Despite the abundance of evidence supporting the positive effects of dietary Ca on bone, national surveys indicate that Ca intakes in females of all age groups in the US are consistently lower than current recommendations. The 1994 USDA Continuing Survey of Food Intakes by Individuals (CSFII) showed that mean Ca intake in males over the age of nine years is 925 and females over the age of nine years is 657 mg/day. Data from the HANES III survey are consistent with the CSFII. Increasing Ca intake was a primary objective in the Healthy People 2000 and remains a primary objective in the newest version of Healthy People 2010 [81].

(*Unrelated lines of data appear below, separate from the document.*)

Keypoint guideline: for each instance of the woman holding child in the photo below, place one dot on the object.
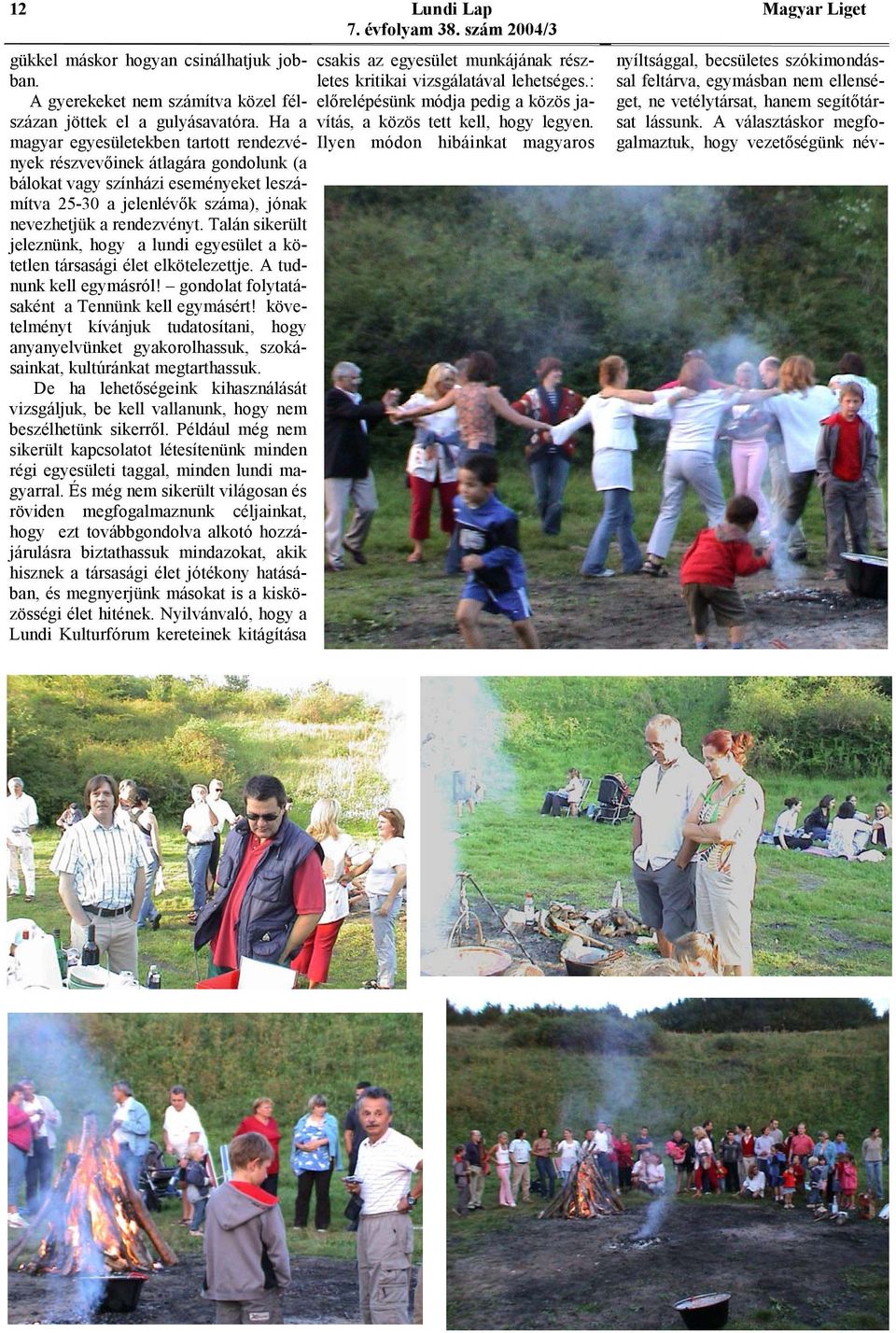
(611, 466)
(695, 410)
(727, 821)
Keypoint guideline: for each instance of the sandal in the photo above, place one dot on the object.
(655, 569)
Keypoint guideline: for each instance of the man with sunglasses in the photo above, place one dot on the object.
(270, 892)
(667, 790)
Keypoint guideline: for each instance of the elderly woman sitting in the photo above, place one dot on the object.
(569, 796)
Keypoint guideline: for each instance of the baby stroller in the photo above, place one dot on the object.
(158, 1180)
(613, 803)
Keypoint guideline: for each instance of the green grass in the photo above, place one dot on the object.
(226, 1061)
(812, 916)
(495, 1081)
(363, 610)
(171, 947)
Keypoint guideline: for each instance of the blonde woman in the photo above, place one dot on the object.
(432, 461)
(314, 959)
(385, 888)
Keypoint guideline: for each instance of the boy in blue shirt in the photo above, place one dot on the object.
(490, 556)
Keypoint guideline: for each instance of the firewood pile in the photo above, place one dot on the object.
(95, 1221)
(585, 1195)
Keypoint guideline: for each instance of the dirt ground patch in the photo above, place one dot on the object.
(781, 1270)
(644, 613)
(323, 1291)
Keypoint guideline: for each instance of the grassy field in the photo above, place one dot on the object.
(497, 1081)
(811, 916)
(364, 604)
(171, 947)
(224, 1061)
(519, 1071)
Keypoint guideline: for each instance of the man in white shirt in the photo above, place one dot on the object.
(667, 790)
(383, 1177)
(21, 820)
(199, 827)
(102, 868)
(44, 1123)
(520, 1152)
(224, 813)
(130, 1130)
(183, 1130)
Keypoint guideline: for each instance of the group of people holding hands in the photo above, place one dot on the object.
(775, 416)
(736, 1162)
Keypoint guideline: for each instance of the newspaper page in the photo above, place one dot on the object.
(347, 354)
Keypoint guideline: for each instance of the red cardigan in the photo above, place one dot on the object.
(715, 557)
(252, 1125)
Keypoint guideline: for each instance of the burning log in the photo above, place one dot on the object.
(585, 1195)
(95, 1220)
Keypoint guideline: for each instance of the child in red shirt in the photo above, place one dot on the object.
(847, 466)
(708, 569)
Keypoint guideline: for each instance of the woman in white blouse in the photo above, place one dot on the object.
(385, 888)
(316, 952)
(695, 410)
(432, 460)
(611, 467)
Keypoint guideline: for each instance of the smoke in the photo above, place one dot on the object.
(656, 1211)
(463, 735)
(51, 1050)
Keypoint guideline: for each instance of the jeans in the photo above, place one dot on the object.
(875, 1172)
(339, 492)
(319, 1183)
(16, 1164)
(148, 911)
(198, 856)
(131, 1164)
(618, 522)
(547, 1174)
(385, 939)
(39, 1173)
(686, 468)
(550, 480)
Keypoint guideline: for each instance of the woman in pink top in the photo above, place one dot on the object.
(478, 401)
(19, 1136)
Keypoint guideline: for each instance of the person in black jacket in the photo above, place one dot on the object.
(347, 463)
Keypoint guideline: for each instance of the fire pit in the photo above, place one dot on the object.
(93, 1228)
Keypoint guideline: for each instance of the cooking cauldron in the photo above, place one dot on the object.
(865, 575)
(705, 1312)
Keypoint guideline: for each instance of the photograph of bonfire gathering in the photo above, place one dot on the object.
(557, 416)
(696, 1164)
(164, 1170)
(616, 827)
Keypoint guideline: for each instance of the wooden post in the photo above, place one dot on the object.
(161, 1245)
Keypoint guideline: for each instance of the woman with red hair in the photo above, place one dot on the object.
(727, 821)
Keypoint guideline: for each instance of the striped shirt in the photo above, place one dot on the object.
(103, 863)
(385, 1170)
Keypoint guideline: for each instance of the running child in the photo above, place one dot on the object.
(490, 556)
(708, 569)
(847, 466)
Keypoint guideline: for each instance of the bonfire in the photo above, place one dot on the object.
(585, 1195)
(95, 1224)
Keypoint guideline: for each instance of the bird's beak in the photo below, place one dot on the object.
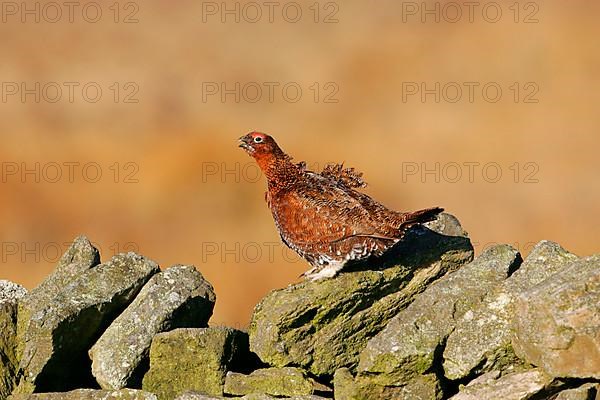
(243, 143)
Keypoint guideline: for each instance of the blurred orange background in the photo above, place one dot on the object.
(152, 164)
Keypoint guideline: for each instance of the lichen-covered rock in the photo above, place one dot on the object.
(515, 386)
(588, 391)
(79, 258)
(322, 326)
(286, 381)
(177, 297)
(410, 342)
(10, 294)
(196, 396)
(254, 396)
(61, 329)
(88, 394)
(481, 340)
(193, 359)
(364, 388)
(557, 323)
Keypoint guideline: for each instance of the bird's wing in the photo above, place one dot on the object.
(322, 212)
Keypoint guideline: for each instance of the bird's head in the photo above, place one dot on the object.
(259, 145)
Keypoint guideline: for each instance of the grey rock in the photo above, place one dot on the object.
(61, 329)
(481, 341)
(322, 326)
(286, 381)
(196, 396)
(193, 359)
(176, 297)
(421, 387)
(88, 394)
(556, 324)
(11, 292)
(588, 391)
(408, 345)
(10, 295)
(515, 386)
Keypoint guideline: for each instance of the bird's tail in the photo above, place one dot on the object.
(421, 216)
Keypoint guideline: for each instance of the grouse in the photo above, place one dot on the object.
(321, 216)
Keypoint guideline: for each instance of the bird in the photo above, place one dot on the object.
(321, 215)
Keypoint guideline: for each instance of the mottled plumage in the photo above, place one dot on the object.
(321, 216)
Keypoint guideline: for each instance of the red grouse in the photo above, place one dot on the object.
(321, 216)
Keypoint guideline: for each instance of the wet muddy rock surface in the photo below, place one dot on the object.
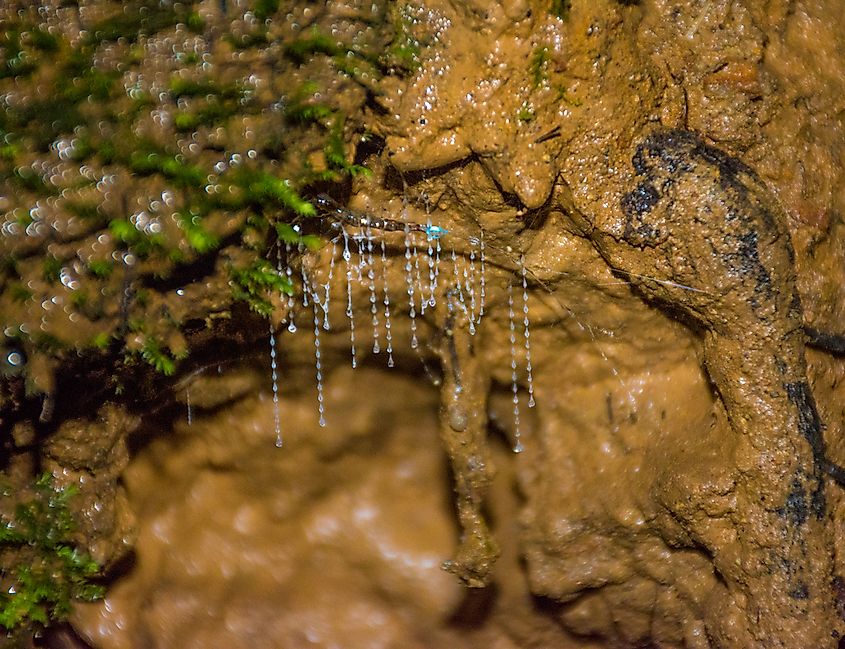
(562, 368)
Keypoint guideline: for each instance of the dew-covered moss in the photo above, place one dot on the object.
(139, 139)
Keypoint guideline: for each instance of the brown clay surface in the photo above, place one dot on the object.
(679, 229)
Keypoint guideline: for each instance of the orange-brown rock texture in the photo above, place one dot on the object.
(639, 288)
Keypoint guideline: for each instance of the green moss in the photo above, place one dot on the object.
(255, 283)
(539, 64)
(46, 570)
(81, 111)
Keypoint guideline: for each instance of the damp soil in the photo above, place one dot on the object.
(659, 190)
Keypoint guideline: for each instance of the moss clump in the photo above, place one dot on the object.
(118, 187)
(43, 570)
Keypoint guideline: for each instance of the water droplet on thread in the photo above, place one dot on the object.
(409, 277)
(388, 334)
(274, 377)
(318, 365)
(517, 433)
(371, 277)
(527, 333)
(349, 313)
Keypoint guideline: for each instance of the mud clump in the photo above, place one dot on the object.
(679, 238)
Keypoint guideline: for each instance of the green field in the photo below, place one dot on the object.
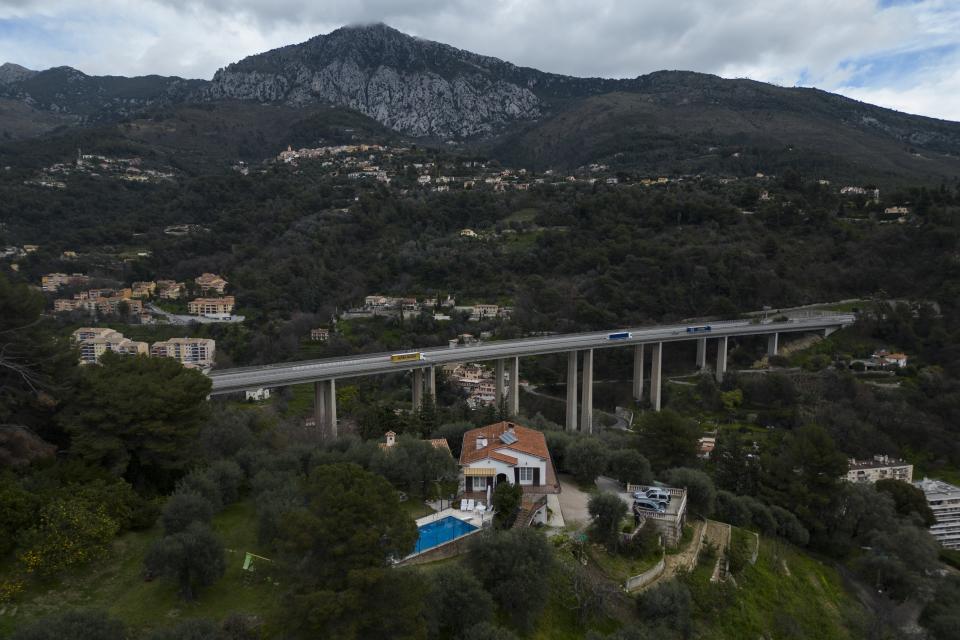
(786, 594)
(117, 586)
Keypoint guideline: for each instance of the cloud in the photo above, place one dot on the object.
(900, 53)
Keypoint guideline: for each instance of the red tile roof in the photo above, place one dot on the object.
(529, 441)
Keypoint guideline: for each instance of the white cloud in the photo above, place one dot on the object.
(825, 43)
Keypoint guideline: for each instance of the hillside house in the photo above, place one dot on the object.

Our national Ca deficient diet, particularly for women, places a significant financial burden on our health care system. Bendich et al. [82] estimated the cost-effectiveness of daily Ca supplementation for the prevention of primary osteoporotic hip fractures using the HANES III data. The authors estimate that 2.6 billion dollars in direct medical costs would be avoided if individuals over the age of 50 would consume approximately 1200 mg of supplemental Ca. It is important to note that the effect of dietary Ca on bone is weaker than that of estrogen, bisphosphonates or calcitonin, and Ca alone should not be considered a sole therapy for osteoporosis. However, adequate Ca intake is the basis from which any other therapy or treatment should start [83].
On an opposite note, we need to bear in mind that, on average, about 15% to 40% of people (varying with age, race or gender) are taking mineral and/or vitamin supplements [84]. Due to the growing awareness and attention that osteoporosis has received in recent years, Ca supplement intake has increased. In addition, many foods are now being fortified with Ca (among them, orange juice, breakfast cereals and margarine). Whether it is Ca or any other mineral and/or vitamin, supplements should be taken with caution. While Ca supplementation is justified for most women, there is a possibility that it may cause some adverse effects and imbalance with other cations if taken in excess. In general, the upper tolerable limit of 2,500 mg/day (including diet and supplements) should not be exceeded for a prolonged period of time [8]. Persons at risk for developing milk-alkali syndrome (antacids as Ca supplements are very popular), thiazide users and those with renal failure should be most cautious. The possible interactions of Ca with other minerals are discussed separately in the sections below.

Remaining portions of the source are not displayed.